En plus d’aider à interpréter ce que l’on vit ou d’apaiser, la créativité a aussi permis de continuer de rencontrer les autres, d’échanger avec eux, de partager des expériences, des savoir-faire. Cela, on l’a vu quand, entre peur et confusion, chacun cherchait à s’organiser et échangeait avec ses proches, ou à apprendre d'autres manières se divertir, de cuisiner ou de travailler. La recherche de ces alternatives était aussi une manière de tisser ou de retisser du lien et l’on sait l’importance dans un tel contexte de ne pas être isolé. On a, en effet, pu voir les situations de personnes désemparées parce qu’isolées, ou entendu parler de cas de désespoir.

Cependant, en dehors de ces situations, pour bien des personnes, cela a été l’occasion de renforcer les rapports sociaux ou de formuler leur refus de l’isolement. C'est un peu comme si elles n'avaient pas accepté de se laisser dominer par la peur. De plus, face à la dureté de l’idée d’une distanciation sociale, c’est aussi là la résistance du lien d’appartenance qui se manifeste. Ainsi, les formes de créativité vues ici agissaient telles des formes de survie et contribuaient à éviter une sorte d’effacement social.

S'adapter à l'incertitude

Au fond, ce qui s’est joué en cet instant particulier a obligé chacun à trouver un vocabulaire, des combinaisons, des arrangements, l’expression des ressentis variés. C'est sans doute tout cela aussi qui apaise, qui aide à créer de nouveaux ancrages, de nouvelles identités.

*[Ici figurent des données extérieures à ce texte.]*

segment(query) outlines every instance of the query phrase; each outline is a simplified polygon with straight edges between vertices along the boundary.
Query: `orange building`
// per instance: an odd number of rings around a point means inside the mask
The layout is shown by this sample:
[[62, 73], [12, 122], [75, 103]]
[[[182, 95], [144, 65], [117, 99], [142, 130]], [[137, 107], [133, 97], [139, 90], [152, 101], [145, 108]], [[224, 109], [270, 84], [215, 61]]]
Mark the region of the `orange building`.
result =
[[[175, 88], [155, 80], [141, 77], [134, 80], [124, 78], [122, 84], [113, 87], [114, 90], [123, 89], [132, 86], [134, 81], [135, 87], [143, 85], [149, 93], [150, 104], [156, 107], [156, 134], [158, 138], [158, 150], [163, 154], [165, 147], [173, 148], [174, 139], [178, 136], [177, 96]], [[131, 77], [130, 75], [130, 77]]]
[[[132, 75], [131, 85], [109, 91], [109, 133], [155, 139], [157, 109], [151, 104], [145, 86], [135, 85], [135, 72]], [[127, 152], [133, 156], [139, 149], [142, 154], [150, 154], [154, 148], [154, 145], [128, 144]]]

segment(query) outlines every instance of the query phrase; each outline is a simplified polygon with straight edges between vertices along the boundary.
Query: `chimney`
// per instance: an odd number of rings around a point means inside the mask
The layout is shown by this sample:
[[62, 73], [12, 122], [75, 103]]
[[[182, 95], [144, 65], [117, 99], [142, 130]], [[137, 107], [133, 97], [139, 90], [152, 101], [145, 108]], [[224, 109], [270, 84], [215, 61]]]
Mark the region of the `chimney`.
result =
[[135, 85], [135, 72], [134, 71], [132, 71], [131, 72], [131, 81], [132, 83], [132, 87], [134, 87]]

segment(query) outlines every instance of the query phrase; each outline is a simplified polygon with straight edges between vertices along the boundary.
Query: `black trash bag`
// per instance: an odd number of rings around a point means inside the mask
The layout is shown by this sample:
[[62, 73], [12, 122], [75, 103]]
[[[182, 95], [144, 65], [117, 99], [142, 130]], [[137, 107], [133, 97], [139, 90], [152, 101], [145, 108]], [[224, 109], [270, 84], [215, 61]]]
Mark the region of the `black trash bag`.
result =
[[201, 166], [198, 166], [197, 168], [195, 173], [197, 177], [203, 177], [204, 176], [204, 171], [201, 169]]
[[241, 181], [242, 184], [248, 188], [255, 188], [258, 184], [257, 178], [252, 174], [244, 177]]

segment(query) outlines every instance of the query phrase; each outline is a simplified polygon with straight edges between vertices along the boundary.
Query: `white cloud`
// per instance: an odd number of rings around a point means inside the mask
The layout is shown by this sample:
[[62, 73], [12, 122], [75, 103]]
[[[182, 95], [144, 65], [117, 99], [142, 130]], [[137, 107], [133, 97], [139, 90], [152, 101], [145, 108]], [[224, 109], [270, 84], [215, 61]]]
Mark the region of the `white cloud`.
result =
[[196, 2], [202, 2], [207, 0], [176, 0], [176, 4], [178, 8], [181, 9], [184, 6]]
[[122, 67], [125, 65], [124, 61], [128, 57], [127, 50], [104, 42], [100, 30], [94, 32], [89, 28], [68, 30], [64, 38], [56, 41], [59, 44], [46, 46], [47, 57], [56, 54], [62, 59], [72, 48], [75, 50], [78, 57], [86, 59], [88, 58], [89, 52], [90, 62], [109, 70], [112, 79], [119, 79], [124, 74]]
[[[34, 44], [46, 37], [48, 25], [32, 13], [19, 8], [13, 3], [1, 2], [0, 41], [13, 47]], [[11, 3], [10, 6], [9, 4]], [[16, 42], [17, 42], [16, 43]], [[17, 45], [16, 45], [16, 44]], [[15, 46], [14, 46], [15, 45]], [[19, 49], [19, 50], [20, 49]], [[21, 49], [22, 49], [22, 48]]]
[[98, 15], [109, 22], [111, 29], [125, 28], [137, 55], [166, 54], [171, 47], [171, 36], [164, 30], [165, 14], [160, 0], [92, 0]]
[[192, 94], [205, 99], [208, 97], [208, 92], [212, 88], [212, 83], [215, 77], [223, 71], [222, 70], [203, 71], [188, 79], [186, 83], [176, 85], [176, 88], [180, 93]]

Cette créativité témoigne de la capacité des personnes à ne pas se laisser déposséder de leurs émotions, ou impressionner par des rumeurs ou par le comptage du nombre de morts, de cas, par des pourcentages par régions ou par des débats incessants. Elle est aussi celle qui a aidé à ne pas se perdre, à gérer l'absurde des situations, à se réapproprier une parole souvent confisquée par experts et politiques.

On peut aussi se dire qu’en réalité toute crise, a fortiori, la crise globale inédite induite par cette pandémie, oblige à des ouvertures. Dans la réalité, à mesure que l’on limite des libertés, des créativités se développent non pas seulement pour se rebeller, mais parce qu’il est dans la nature du vivant de contourner les difficultés.